Last year was all about the new avant-garde hypercar: the petrol-electric McLaren P1, Porsche 918 Spyder, LaFerrari – and the Jaguar C-X75 that never quite made it to the showroom. By the end of the year, I’d certainly had my fill of them.

And while nobody likes to consider himself a luddite, I certainly cheered when I drove the 2015 hypercar that brought some old-school blood-and-thunder back into the niche: the Lamborghini Aventador SV. Just two seconds slower around the Nordschleife than the mighty 918, and not an electric motor in sight. Bravo.

For me, this car proved beyond doubt that there will always be a place for simple, powerful, unreconstructed monsters at this rarified level of the car market – provided they’re exciting, house-broken, modern and usable enough. The SV is all of these things and more. Really.
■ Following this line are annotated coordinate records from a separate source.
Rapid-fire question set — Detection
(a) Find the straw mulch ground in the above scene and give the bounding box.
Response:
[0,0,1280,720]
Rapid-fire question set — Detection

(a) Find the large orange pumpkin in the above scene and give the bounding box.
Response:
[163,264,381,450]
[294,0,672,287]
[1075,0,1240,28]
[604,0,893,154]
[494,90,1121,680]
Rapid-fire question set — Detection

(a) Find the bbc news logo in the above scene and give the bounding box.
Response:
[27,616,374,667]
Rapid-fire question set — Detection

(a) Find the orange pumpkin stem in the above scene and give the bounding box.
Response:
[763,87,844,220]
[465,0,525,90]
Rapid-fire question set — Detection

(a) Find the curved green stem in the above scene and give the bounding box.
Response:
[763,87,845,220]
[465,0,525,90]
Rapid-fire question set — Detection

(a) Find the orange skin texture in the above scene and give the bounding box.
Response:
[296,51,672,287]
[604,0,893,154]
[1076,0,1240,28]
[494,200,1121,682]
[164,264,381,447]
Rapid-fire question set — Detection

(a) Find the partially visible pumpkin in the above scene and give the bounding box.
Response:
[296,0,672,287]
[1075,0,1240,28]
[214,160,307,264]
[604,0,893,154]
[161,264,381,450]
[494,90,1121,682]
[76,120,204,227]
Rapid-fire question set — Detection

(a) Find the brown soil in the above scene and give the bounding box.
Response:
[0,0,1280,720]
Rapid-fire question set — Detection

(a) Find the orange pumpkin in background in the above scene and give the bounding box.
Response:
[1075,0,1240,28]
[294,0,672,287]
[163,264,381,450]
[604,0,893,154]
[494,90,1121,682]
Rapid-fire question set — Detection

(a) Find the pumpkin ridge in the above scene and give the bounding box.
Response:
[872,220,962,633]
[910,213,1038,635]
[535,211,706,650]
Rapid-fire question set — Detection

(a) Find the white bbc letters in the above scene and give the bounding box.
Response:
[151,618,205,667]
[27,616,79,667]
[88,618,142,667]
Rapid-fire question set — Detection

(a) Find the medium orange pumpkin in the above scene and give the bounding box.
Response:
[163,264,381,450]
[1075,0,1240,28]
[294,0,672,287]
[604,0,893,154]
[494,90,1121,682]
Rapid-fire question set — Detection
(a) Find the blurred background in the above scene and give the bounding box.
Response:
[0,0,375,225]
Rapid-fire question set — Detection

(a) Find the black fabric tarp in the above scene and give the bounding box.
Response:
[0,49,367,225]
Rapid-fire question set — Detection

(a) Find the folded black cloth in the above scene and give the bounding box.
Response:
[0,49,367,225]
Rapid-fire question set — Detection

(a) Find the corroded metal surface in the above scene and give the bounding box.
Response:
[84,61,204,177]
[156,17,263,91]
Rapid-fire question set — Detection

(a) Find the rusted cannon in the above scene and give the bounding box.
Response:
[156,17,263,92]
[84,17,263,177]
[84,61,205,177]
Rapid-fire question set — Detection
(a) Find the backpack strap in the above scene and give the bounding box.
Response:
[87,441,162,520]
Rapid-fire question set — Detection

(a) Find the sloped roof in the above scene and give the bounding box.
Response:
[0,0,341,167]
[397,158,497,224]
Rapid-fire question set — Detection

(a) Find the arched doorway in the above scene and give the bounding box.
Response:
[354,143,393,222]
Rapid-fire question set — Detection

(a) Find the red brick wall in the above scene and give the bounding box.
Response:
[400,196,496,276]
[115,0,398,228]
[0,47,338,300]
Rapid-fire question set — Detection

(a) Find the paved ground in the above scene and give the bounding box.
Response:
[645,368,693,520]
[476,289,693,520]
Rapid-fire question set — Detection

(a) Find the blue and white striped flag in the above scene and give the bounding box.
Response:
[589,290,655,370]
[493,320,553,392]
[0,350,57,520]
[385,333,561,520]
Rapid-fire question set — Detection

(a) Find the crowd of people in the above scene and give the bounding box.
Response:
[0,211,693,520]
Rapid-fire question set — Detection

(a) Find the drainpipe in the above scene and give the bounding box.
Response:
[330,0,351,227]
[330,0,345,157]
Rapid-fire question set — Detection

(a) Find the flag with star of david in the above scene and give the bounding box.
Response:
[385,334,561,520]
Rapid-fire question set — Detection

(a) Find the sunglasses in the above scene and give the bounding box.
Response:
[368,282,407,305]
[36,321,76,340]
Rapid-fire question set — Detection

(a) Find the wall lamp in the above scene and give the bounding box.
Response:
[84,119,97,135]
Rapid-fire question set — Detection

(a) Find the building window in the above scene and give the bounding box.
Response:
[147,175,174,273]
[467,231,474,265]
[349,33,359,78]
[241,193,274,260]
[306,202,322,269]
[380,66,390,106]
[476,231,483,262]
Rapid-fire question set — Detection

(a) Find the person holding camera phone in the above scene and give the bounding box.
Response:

Not that I’d believed it could be, given how cold the regular Aventador had left me a couple of years earlier. Adding yet more grunt to a recipe that already had an abundance of it, without conjuring up handling delicacy that wouldn’t come naturally to an extra-hardcore special, didn’t sound like the way forward for this car at all.

And then I drove the SV. The noise and force of the car as the revs sky-rocket past 7000rpm are both incredible; it's hard to do justice to in words. But then sound and fury are what you expect. You get more of both than you expect; a lot more. But, at least in a roundabout way, you’re expecting to get it.

It’s the honesty of the car’s controls, the unexpected fluency of its damping, and the trust inspired by the chassis and steering that blew my mind. This is a very wide, very low, very powerful Italian exotic that has no right to spear down a British B-road with much in the way of measure or alacrity at all. And yet it does. Its stickier tyres and stiffer suspension rates provide all the handling bite and intimacy with the road surface that you could want, and yet the dampers seem to work better than the normal Aventador’s. And the engine, though feral, always puts its power down without disturbing the car’s stability, working through that ultra-predictable four-wheel drive system. In a 700-horsepower Lambo, ‘predictable’ is often exactly what you need.

The car scored a very creditable top-half finish in our big Britain's Best Driver’s Car test of the year, and if I’d had my way it would have done even better. I’m just glad we could include it, and you could read about it. Lamborghini is becoming more and more conservative about the tests it’ll agree to lend us cars for, and it hasn’t provided us with a car for our full gamut of road test performance benchmarks for several years.